Las charlas se murieron en las escuelas, dijo Victoria, para calmar un poco el viento saliendo de la camioneta, Azul le entrega un helado, para tomar su puesto, al lado derecho, con la ventana completamente abierta, que evita cualquier contagio de enfermedades, comienza a cantar para diezmar el frió, mientras sus compañeros olfatean el rastro que han dejado sus pies o historias, para volver a esos pueblos en donde jamás han estado todos.
Como si fuera un día cualquiera, como si estuvieran desapareciendo, las gotas se hacen cada vez más punzantes y los cuerpos se arrinconan en el camión, buscan el calor de gatos que pueden ofrecer, Juan enciende un magarro que asfixia y calienta, Rojo teme que se prenda la camioneta y salgan volando en dirección al amanecer Ipialeño sin él, eso es lo que lo espanta que salgan sin él, como a Victoria le espanta, ser desterrada, de este mundo de formas que apenas esta identificando, como Juan le teme a ser olvidado, como a Azul…le teme a no ser nombrada…Las ventanas están opacas, por el aire que entra de la ventana de Azul, Rojo mira la ambigüedad de las montañas, no sabe si se hunden en los abismos o salen de ellos en busca de un cielo que cada vez esta mas cerca de sus pies.
XXX
Aunque las abuelas dicen que los hombres cuando jóvenes no se enamoran, esos chicos lo están de cada trocito de viaje, narran historias elocuentes de Bolívar arrojando pastusos por abismo, a lo que Juan responde con un patriotismo frenético.
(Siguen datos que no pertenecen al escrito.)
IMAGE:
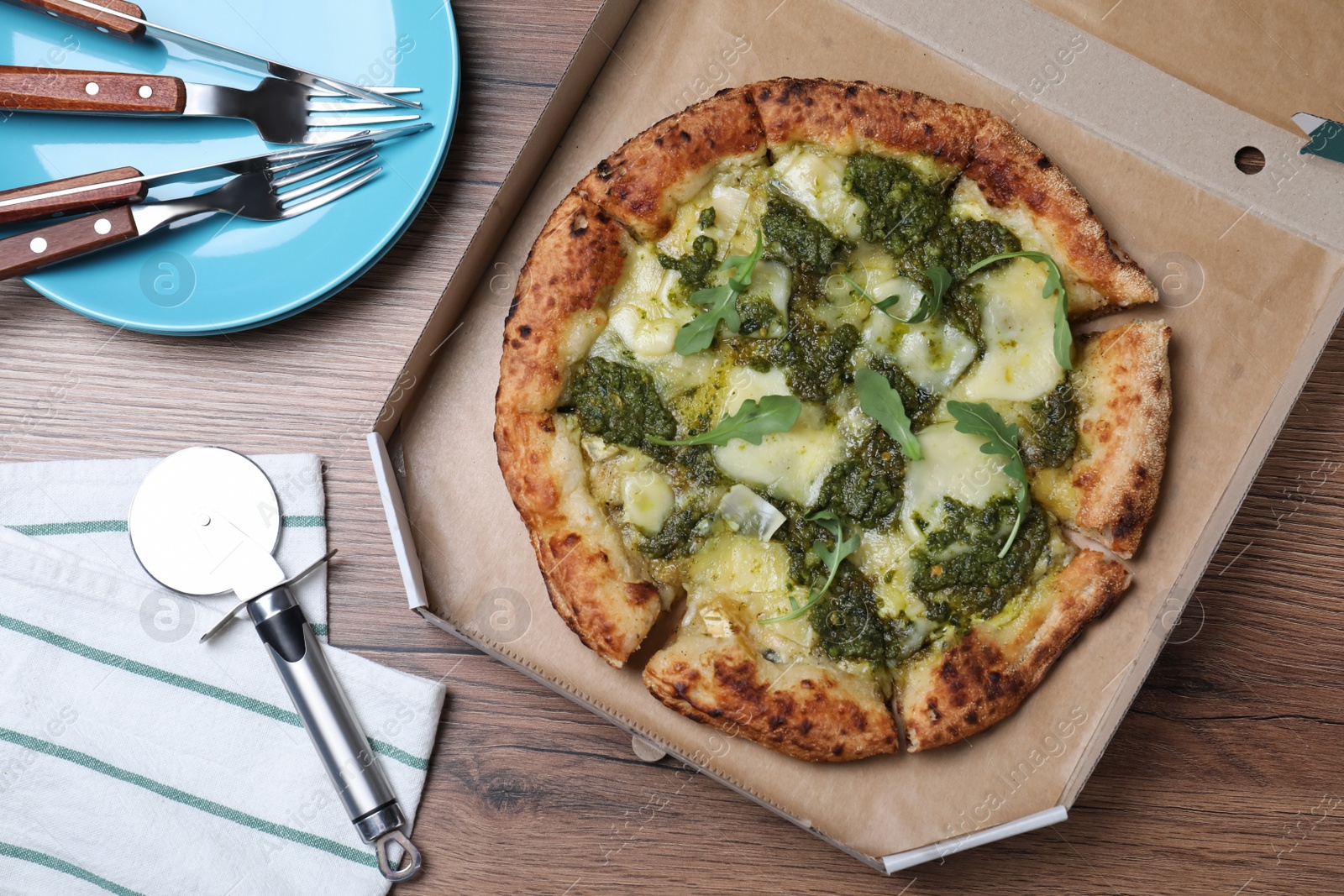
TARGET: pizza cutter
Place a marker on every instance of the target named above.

Remolino que trae la imaginación, de los que lo ignoran todo, por ese acceso divino a verlo todo.
Fue rápido, como llegaron, como se fueron, las cantatas y palabrerías de los días caminantes, desconociendo el origen de la camioneta, que Victoria trajo en su mochila el miércoles cuando decidió embarcarse a esta aventura. Han dejado un retazo de historia y recuerdos añejándose en las montañas inexplicables de Rojo, recopiladas por cada panorama visto en Juan, el clima muscusianao de las noches y las tardes, el calor caribe de las mañanas, el rompecabezas que es el campo, donde quieren dormir.
-Ya llegamos a Ipiales preguntan Azul y Victoria en coro
- A la vuelta de esa montaña, responden en coro Rojo y Juan.